For the three companies involved, it's a smart and creative move in a marketplace where Amazon and other online retailers are making a bigger play in the food space. Walmart, the world's largest retailer, continues its push to flood its grocery aisle will one-of-a-kind products available only at its stores — a draw to customers, especially millennials, who will come to buy the Honey Maid S’mores but potentially load their carts up with other items. It also marks Walmart's latest partnership with Mondelez; the retail giant recently announced it would carry a new Jelly Donut Oreo cookie.
Post, the maker of Shredded Wheat, Grape Nuts and Honey Bunches of Oats, is betting on the idea that even though consumers claim they want healthy options for breakfast, they are willing to fill their bowl with sugary, highly indulgent products, too. According to the CDC, more than 80% fail to eat the recommended amount of fruits and vegetables, and many eat too much sugar and refined grains.

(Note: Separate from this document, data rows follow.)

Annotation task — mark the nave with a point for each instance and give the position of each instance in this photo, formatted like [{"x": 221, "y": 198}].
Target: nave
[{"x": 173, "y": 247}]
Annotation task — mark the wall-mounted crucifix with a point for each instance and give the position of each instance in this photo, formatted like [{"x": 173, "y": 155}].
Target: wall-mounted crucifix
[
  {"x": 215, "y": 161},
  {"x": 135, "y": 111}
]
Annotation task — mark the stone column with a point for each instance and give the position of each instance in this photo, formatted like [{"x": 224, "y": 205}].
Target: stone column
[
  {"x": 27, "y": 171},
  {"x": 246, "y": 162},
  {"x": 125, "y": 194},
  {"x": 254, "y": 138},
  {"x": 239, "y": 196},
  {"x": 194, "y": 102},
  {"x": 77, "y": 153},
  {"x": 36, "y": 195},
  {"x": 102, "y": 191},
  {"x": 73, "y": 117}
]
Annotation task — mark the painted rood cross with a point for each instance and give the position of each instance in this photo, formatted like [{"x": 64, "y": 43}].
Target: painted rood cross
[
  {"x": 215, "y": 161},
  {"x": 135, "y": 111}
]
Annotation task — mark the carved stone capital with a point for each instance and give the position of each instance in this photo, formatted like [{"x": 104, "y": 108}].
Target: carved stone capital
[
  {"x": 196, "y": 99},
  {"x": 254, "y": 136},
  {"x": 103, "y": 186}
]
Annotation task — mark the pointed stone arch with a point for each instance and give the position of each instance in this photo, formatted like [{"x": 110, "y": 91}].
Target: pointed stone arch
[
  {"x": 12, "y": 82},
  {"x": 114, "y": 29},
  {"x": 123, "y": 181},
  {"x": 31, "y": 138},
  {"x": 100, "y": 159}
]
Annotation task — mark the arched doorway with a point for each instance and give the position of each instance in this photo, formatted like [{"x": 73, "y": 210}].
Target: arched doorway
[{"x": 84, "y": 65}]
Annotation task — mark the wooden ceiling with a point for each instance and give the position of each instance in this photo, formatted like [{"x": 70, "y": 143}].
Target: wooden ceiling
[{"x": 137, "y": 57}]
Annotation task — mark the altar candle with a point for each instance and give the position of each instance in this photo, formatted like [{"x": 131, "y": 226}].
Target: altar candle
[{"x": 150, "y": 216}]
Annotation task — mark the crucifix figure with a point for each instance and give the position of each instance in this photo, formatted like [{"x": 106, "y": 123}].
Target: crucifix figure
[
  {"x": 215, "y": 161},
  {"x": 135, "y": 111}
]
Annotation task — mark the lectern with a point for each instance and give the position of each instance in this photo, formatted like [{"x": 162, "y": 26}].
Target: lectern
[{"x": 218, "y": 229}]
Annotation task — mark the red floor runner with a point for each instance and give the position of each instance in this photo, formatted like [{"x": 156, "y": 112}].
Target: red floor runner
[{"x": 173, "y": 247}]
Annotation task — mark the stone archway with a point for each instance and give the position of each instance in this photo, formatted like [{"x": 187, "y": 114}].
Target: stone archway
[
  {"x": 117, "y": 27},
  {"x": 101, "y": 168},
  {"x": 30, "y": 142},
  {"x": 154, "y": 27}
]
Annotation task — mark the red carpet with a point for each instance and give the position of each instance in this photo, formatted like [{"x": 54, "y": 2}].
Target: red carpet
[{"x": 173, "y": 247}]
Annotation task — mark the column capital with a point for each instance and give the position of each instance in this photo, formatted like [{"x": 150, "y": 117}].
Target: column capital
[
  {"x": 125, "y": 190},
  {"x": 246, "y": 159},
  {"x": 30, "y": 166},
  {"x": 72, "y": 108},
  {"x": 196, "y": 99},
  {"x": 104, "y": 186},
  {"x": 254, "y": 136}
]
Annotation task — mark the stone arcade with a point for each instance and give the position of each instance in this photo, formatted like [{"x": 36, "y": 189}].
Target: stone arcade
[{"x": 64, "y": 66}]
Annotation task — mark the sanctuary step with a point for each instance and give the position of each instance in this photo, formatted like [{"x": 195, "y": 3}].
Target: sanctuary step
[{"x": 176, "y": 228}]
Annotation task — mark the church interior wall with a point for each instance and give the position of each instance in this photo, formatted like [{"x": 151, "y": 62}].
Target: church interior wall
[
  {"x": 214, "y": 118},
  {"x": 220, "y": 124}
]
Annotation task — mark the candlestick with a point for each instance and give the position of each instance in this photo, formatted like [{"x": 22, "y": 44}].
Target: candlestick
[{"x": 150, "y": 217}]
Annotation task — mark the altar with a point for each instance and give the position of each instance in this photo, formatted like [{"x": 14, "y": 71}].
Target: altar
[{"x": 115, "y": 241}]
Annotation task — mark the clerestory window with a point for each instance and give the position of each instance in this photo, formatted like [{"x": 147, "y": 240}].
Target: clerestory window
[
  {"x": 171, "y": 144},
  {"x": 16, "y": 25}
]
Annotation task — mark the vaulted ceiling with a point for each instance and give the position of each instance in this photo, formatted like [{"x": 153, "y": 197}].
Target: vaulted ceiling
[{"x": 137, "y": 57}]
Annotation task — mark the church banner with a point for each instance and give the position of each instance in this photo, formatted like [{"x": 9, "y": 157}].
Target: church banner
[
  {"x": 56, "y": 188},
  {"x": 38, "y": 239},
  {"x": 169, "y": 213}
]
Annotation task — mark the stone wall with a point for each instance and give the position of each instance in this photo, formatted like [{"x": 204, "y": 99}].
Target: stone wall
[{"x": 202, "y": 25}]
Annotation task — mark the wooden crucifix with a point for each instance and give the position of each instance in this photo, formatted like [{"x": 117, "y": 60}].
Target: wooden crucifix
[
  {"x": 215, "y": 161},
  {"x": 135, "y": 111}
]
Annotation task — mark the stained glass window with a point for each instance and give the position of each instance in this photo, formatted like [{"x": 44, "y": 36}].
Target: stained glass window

As Oreo O's and now the Honey Maid S’mores cereals seem to show, shoppers may be even more inclined to eat that sugary treat if the ingredients are a reconstituted form of something they have munched on most of their lives. With a recent survey from market research firm Mintel showing 40% of millennial shoppers believe pouring a bowl of cereal is too much work and are trading cereal for breakfast bars, shakes and other on-the-go breakfast solutions, Post and other breakfast-focused companies are stretching themselves to find growth.
It remains to be seen just how popular Honey Maid S’mores will be, but Mondelez and Post are making it as easy as possible to track down a box by rolling out a store locator function to help consumers find the cereal. It mirrors a similar tactic Hershey used when it created an online app to help shoppers find a favorite Easter treat: Reese's Peanut Butter Eggs.
As this latest nostalgia-inducing cereal product shows, corporate America knows when something works, whether its an exclusive product or a new version of an old childhood favorite. Expect more food manufacturers to follow suit.